Non mais vous allez arrêter de vous moquer de moi ? (Bon, en fait il a dit un autre mot que je ne peux pas écrire)

Là, il a commencé à s’exciter, à secouer le bidule, et lui filer des baffes en hurlant :

Non mais tu vas me répondre espèce de gogol !

OK GOGOL ! a répondu l’espèce de gogol 2.0.

De surprise et de dépits, mon père a baissé les bras.

Ok, tu as gagné la première manche, mais le match n’est pas terminé.

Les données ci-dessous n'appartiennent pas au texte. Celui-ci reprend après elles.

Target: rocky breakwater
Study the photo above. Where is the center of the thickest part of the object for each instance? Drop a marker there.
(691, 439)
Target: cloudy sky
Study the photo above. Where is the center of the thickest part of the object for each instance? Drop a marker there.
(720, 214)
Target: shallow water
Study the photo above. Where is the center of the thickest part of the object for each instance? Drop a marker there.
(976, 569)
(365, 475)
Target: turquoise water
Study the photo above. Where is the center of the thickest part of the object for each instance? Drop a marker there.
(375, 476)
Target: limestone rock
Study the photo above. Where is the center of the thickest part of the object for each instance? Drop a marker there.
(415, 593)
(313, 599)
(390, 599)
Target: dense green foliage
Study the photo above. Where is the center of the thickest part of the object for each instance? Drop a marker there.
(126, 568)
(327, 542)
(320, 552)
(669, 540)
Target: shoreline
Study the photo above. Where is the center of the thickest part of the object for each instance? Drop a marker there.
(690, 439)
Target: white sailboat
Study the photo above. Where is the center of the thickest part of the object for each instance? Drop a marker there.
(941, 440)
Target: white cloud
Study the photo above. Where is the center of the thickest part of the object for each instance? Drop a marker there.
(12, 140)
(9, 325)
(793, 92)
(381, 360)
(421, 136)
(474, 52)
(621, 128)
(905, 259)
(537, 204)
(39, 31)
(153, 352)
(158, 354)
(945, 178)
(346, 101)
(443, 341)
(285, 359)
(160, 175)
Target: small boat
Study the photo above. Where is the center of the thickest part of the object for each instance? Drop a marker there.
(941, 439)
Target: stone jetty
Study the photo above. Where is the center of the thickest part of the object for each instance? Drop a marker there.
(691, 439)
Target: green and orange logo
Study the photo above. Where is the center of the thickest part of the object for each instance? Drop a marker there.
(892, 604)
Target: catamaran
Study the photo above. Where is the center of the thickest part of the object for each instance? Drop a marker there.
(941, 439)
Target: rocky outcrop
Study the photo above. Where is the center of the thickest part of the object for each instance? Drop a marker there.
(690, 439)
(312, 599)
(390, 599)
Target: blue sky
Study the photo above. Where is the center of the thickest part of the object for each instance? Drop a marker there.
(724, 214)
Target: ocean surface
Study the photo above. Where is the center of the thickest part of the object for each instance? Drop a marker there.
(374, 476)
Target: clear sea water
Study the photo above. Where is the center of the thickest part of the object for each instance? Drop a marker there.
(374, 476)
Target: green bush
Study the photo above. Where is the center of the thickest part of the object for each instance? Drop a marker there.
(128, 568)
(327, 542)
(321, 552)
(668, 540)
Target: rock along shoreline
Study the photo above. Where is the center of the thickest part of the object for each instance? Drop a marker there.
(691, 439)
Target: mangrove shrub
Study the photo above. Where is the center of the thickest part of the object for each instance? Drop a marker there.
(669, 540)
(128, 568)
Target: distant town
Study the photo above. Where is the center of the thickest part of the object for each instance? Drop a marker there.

Je suis sûre qu’entre têtus ils vont finir par se comprendre, m’a chuchoté ma mère.

Et on s’est éloignée sans faire de bruit, pour laisser mon père aux prises avec son adversaire 2.0.

***

Deux heures après, on a entendu un rire provenant du salon. On s’est précipité avec ma mère. « Ça y est ! » j’ai pensé, « mon père est devenu fou, le concombre métallique a dû lui griller le cerveau avec son WIFI et tout son attirail ».

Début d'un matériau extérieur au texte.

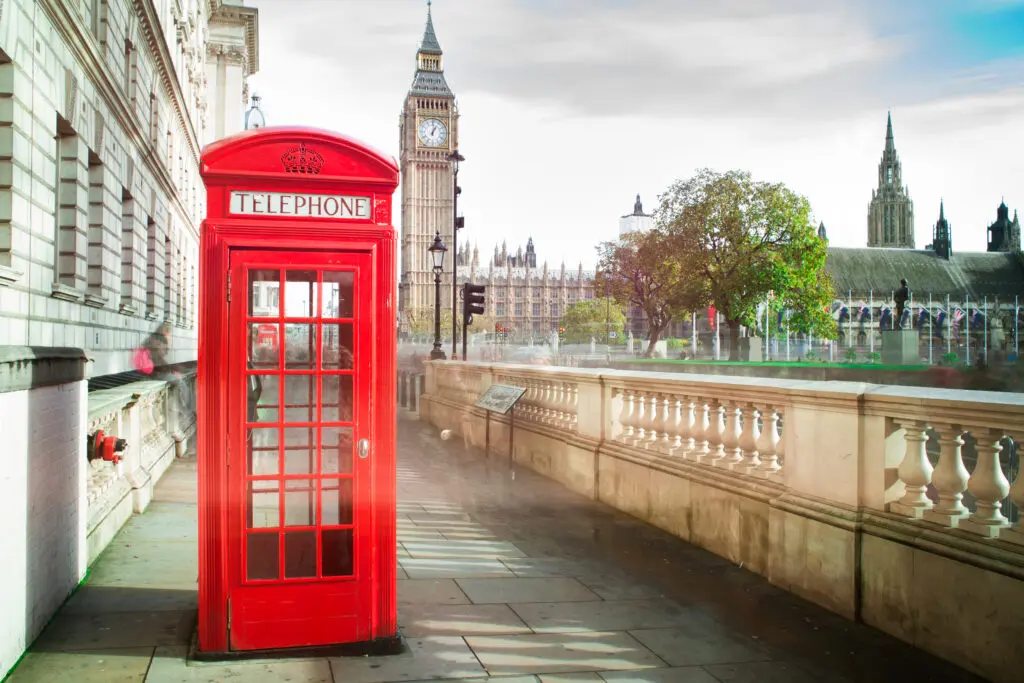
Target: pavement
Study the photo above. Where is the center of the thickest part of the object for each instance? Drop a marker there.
(503, 573)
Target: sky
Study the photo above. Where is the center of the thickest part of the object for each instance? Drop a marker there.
(570, 108)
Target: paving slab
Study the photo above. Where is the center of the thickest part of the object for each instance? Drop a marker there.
(556, 652)
(115, 630)
(127, 665)
(698, 644)
(427, 620)
(525, 590)
(169, 666)
(428, 657)
(603, 615)
(431, 591)
(463, 548)
(675, 675)
(454, 567)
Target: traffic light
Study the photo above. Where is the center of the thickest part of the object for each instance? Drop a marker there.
(472, 301)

Tu vas bien ? s’est enquit ma mère, tu es sûr que…

Mon père était hilare :

Oui oui, c’est juste que GOGOL vient de me raconter une bonne blague.

Je crois que j’ai dû faire des yeux de lémurien parce qu’il a ajouté :

Non mais tu en fait une de ces têtes Lola ! Regarde, j’ai parfaitement paramétré GOGOL, maintenant il m’obéit au doigt et à l’œil !

Et il a agité son index, comme si c’était une baguette magique.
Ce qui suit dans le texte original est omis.